Given the complete lack of gas management teaching in most OW/AOW combinations, the high gas consumption of the typical new diver, and the small tanks such divers are usually renting, I think signing someone off on a "deep" dive is a recipe for problems.
That's a good point. After reading stuff on here, I absolutely can't believe PADI doesn't include rock bottom gas calculations. Of course the book says to "watch your air" 100 times, but mentions nothing about what points you need to ascend and that. While a little common sense can give reasonable estimates, giving some hard number estimates would be incredibly useful.
Yes, divers are not required to respect the 60 foot limit on their original certification (and I suspect few do), but signing off on a deep dive is more likely to make people feel okay about going down there, I think, when they are really very poorly prepared to do so.
I agree, given the thumbs up to 100 feet dives this early is a problem.
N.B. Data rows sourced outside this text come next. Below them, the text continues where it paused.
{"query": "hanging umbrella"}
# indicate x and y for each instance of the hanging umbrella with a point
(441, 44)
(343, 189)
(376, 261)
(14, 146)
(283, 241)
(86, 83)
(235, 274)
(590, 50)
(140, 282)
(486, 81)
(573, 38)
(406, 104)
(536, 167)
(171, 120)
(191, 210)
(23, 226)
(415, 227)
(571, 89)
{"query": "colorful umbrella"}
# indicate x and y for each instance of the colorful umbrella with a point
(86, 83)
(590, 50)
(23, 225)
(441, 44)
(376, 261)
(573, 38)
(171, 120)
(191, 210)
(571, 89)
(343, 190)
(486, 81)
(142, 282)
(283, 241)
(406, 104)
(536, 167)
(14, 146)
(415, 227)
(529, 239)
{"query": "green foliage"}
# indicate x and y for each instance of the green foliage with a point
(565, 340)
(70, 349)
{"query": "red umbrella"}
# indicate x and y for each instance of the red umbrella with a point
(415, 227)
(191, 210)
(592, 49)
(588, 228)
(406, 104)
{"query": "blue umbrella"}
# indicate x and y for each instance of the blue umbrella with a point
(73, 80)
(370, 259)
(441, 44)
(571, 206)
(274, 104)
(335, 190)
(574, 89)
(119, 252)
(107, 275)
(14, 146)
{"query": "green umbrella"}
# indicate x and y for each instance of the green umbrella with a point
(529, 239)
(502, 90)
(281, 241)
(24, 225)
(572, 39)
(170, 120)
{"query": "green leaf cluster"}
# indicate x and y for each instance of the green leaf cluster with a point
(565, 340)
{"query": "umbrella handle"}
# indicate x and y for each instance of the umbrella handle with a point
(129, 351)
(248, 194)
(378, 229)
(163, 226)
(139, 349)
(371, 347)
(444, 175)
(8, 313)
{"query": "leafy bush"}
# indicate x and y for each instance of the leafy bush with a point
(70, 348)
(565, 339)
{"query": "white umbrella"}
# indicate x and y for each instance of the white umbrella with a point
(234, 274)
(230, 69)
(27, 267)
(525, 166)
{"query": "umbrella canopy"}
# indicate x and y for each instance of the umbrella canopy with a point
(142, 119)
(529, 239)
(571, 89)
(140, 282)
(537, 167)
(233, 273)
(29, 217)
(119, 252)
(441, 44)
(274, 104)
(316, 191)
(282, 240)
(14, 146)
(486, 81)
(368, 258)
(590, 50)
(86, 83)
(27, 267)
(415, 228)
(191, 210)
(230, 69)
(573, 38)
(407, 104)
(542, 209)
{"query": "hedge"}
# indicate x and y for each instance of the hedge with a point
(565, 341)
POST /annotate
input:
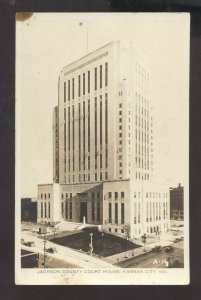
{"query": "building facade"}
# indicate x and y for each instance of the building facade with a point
(103, 143)
(177, 203)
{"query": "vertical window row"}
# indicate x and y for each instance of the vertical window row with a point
(95, 79)
(101, 77)
(79, 139)
(95, 132)
(73, 88)
(88, 81)
(122, 213)
(68, 90)
(64, 91)
(78, 85)
(106, 130)
(69, 139)
(73, 116)
(110, 212)
(83, 135)
(106, 74)
(88, 134)
(83, 83)
(116, 213)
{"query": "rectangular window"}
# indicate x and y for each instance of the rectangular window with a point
(95, 79)
(116, 213)
(122, 213)
(88, 81)
(106, 74)
(110, 212)
(73, 88)
(68, 90)
(101, 77)
(79, 86)
(64, 91)
(83, 83)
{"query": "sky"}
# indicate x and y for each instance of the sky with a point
(47, 42)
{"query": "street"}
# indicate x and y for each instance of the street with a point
(156, 259)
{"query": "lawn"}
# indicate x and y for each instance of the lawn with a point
(104, 244)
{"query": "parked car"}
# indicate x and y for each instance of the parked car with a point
(22, 242)
(51, 250)
(29, 244)
(169, 249)
(156, 248)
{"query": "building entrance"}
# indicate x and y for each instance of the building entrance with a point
(83, 211)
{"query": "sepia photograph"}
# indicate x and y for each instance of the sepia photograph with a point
(102, 149)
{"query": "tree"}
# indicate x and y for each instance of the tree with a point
(144, 239)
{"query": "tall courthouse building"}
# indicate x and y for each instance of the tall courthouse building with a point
(104, 146)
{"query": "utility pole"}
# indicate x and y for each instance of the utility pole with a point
(44, 255)
(91, 244)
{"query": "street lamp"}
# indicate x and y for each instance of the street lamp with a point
(91, 243)
(144, 238)
(44, 255)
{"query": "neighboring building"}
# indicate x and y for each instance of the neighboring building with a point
(56, 145)
(28, 210)
(103, 145)
(177, 203)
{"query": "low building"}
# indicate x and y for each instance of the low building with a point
(121, 207)
(177, 203)
(28, 210)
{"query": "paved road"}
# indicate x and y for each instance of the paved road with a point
(64, 254)
(156, 260)
(52, 262)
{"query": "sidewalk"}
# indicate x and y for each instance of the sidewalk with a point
(65, 254)
(166, 239)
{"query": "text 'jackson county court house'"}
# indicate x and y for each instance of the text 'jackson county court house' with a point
(103, 146)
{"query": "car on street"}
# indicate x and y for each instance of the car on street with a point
(156, 248)
(169, 249)
(29, 244)
(51, 250)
Doing a dive to 100 feet with an instructor on your possibly 5th open water (hopefully 7th or 8th since most will do it second day) dive with an instructor is bad enough, but being "qualified" to do it on your own on as early as the 10th dive is problematic.
I have 26 dives under my belt, not a ton, but a fair bit more than I would had I just completed OW followed directly by AOW and I don't feel ready to go to 100 feet on my own. It's not that I don't know the skills or need to take another course, but I'd just rather practice more overall and improve general skills before going that deep. My deepest without an instructor is 81, which is about the most I feel safe with right now.
Another problem, knowing you're from Puget Sound, may be that certainly PADI, I assume other agencies, seem to be very wam-water centered. All the pictures and a lot of the information is geared to warm water areas I find. And 100 feet in warm water and Puget Sound are two different animals.